L'Homme fuyant
Corvus Corax
L'Homme qui s'enfuit cours souvent à reculons, son regard et sa peur entièrement projetés dans le "il était", et dans les machines obscures de son cerveau les spectres antiques se métamorphosent en ombres rampantes.
C'est ça le maléfice de l'Homme qui fuit : plus il lance ses angoisses en arrière et plus elles lui reviennent chargées de poisses et d'horreurs. Et dans sa fuite ne sait plus rien faire qu'attendre avec appréhensions les relents de la nuit.

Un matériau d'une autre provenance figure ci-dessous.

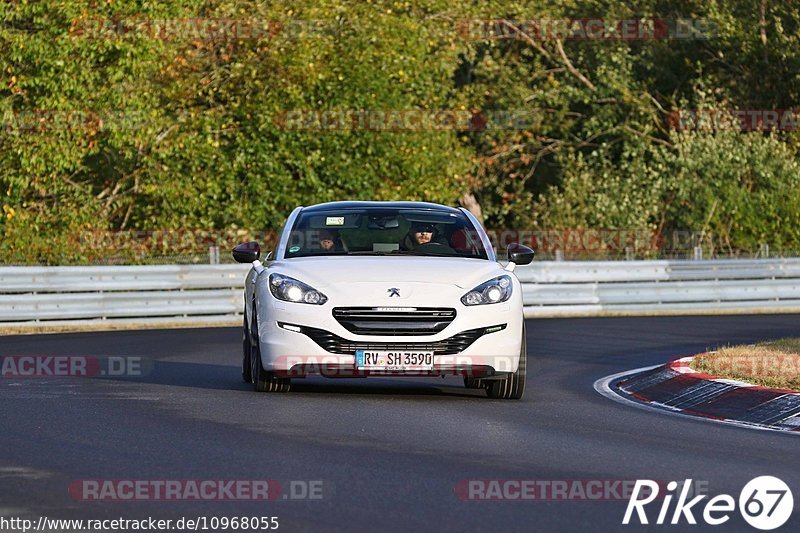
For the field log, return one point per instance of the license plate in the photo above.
(393, 360)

Alors, tout à fait enchaîné à son dos, il chute souvent faute de savoir regarder en avant. Et comme ses peurs sont accaparées par les ombres qui gisent dans son sillage, il croit que c'est à cause d'elles qu'il chute.

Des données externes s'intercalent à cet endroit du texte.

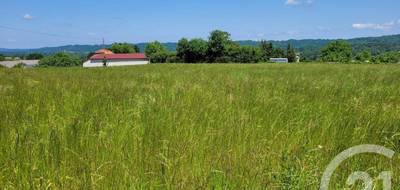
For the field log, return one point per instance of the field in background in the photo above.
(194, 126)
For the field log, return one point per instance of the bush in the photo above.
(34, 56)
(60, 60)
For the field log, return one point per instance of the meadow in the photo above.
(177, 126)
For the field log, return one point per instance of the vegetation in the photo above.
(124, 48)
(388, 57)
(193, 51)
(291, 54)
(337, 51)
(309, 49)
(364, 56)
(60, 60)
(263, 126)
(34, 56)
(19, 65)
(156, 52)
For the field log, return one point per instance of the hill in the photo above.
(309, 48)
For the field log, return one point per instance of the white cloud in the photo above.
(27, 17)
(384, 26)
(298, 2)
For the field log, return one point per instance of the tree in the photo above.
(217, 45)
(267, 50)
(364, 56)
(182, 49)
(123, 48)
(156, 52)
(60, 60)
(337, 51)
(34, 56)
(291, 54)
(278, 53)
(245, 54)
(388, 57)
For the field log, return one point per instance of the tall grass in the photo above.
(194, 126)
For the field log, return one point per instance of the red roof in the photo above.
(119, 56)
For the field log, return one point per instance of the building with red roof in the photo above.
(107, 58)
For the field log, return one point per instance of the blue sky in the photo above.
(39, 23)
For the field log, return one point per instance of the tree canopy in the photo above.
(34, 56)
(193, 51)
(156, 52)
(218, 43)
(337, 51)
(124, 48)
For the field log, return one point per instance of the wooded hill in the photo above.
(309, 48)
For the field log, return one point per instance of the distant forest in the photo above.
(309, 49)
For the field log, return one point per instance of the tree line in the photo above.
(220, 48)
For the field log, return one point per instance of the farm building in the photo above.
(279, 60)
(111, 59)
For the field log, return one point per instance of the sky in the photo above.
(48, 23)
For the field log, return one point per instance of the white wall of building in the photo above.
(114, 63)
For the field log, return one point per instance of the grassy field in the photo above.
(264, 126)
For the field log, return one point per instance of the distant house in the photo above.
(110, 59)
(279, 60)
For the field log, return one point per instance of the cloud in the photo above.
(298, 2)
(27, 17)
(384, 26)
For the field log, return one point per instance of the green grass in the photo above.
(194, 126)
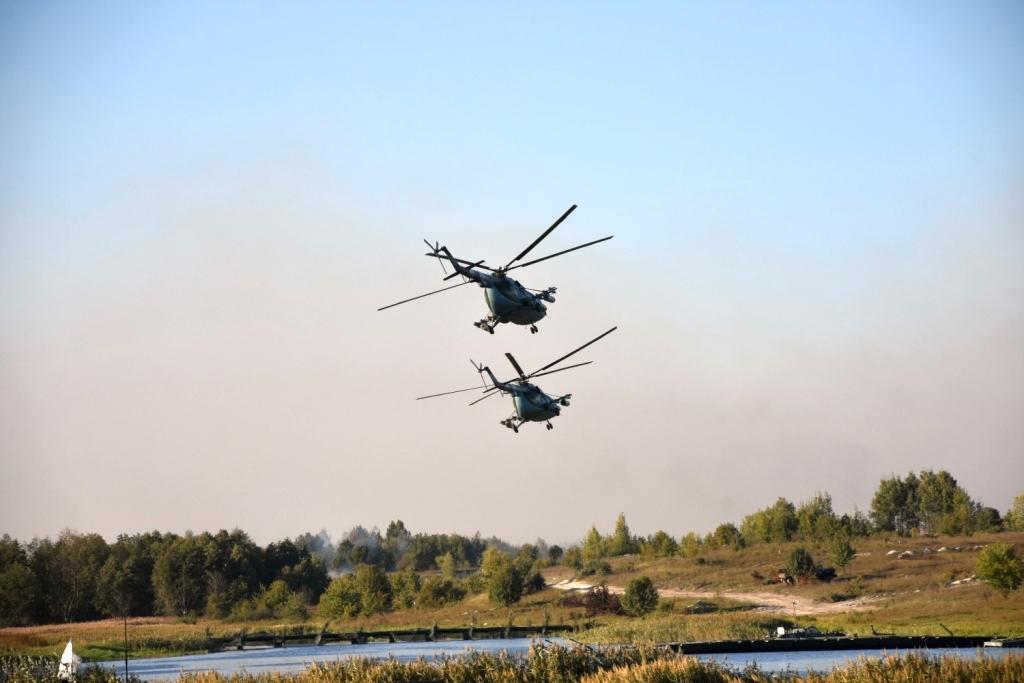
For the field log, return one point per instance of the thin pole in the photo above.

Encore une fois, ce sont les yeux qui trahissent cet Homme. En poussant par centaines dans sa nuque et sur ses vertèbres, ils font qu'au fur et à mesure de sa fuite il voit s'accroître le champs de ses angoisses (toute pierre sur laquelle il trébuche devient aussitôt un nouveau tourment).

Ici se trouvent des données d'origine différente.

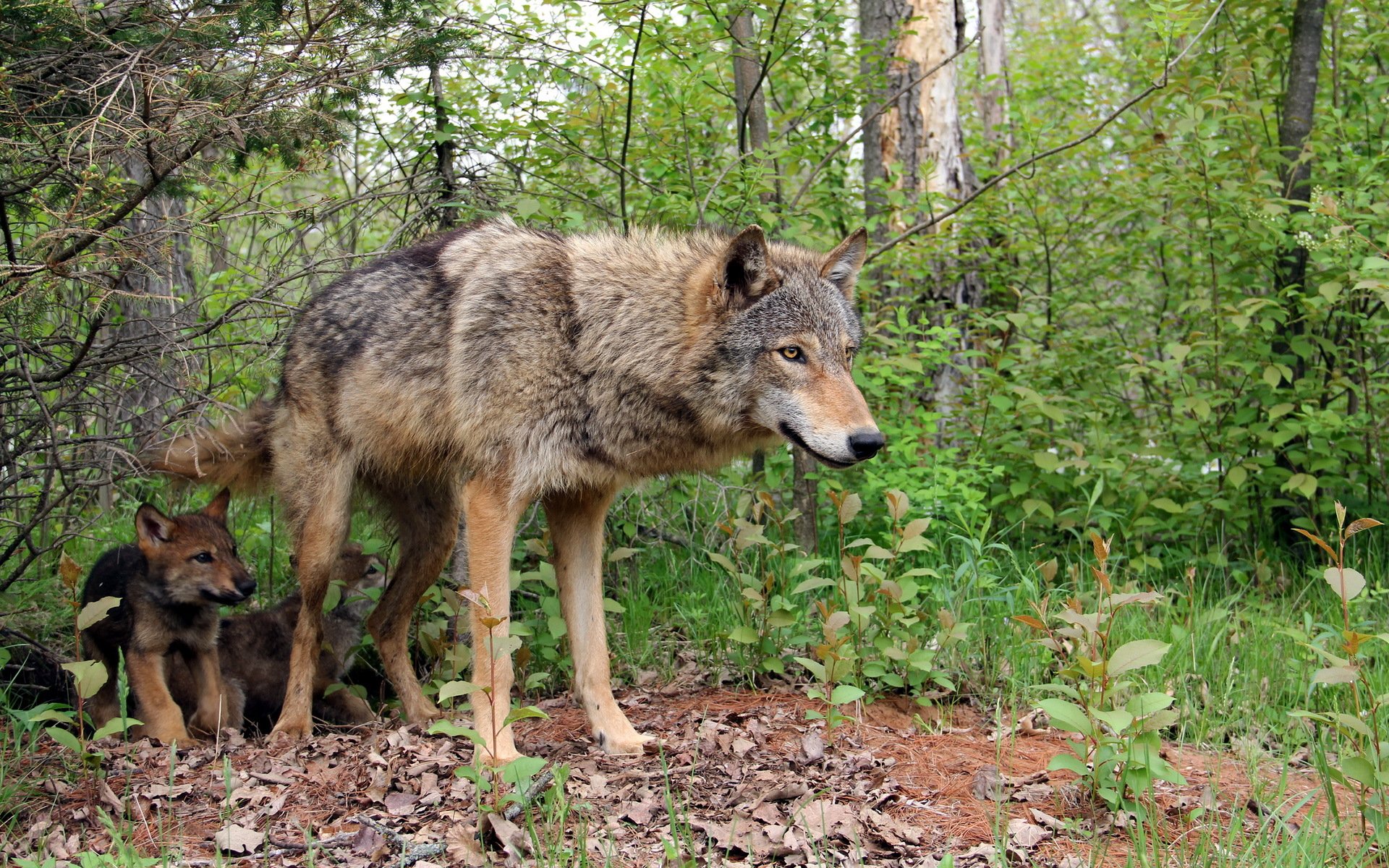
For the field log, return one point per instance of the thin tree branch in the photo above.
(1059, 149)
(626, 128)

Que faire de celui-ci ? En brûlant ses yeux il ne serait plus qu'un insecte perdu et terrorisé par les rumeurs de la nuit ; en perçant les orbites vierges de son visage il se retrouverait avec la vision d'avant et d'après pour ainsi finir par fuir en rond ou par s'asseoir et pleurer.
L'Homme qui fuit n'a d'autres choix que de pactiser avec les ténèbres et retourner à elles.
Très beau texte, et malheureusement, la société fait - parfois - de l'Homme, un Homme fuyant le Tout et le Rien.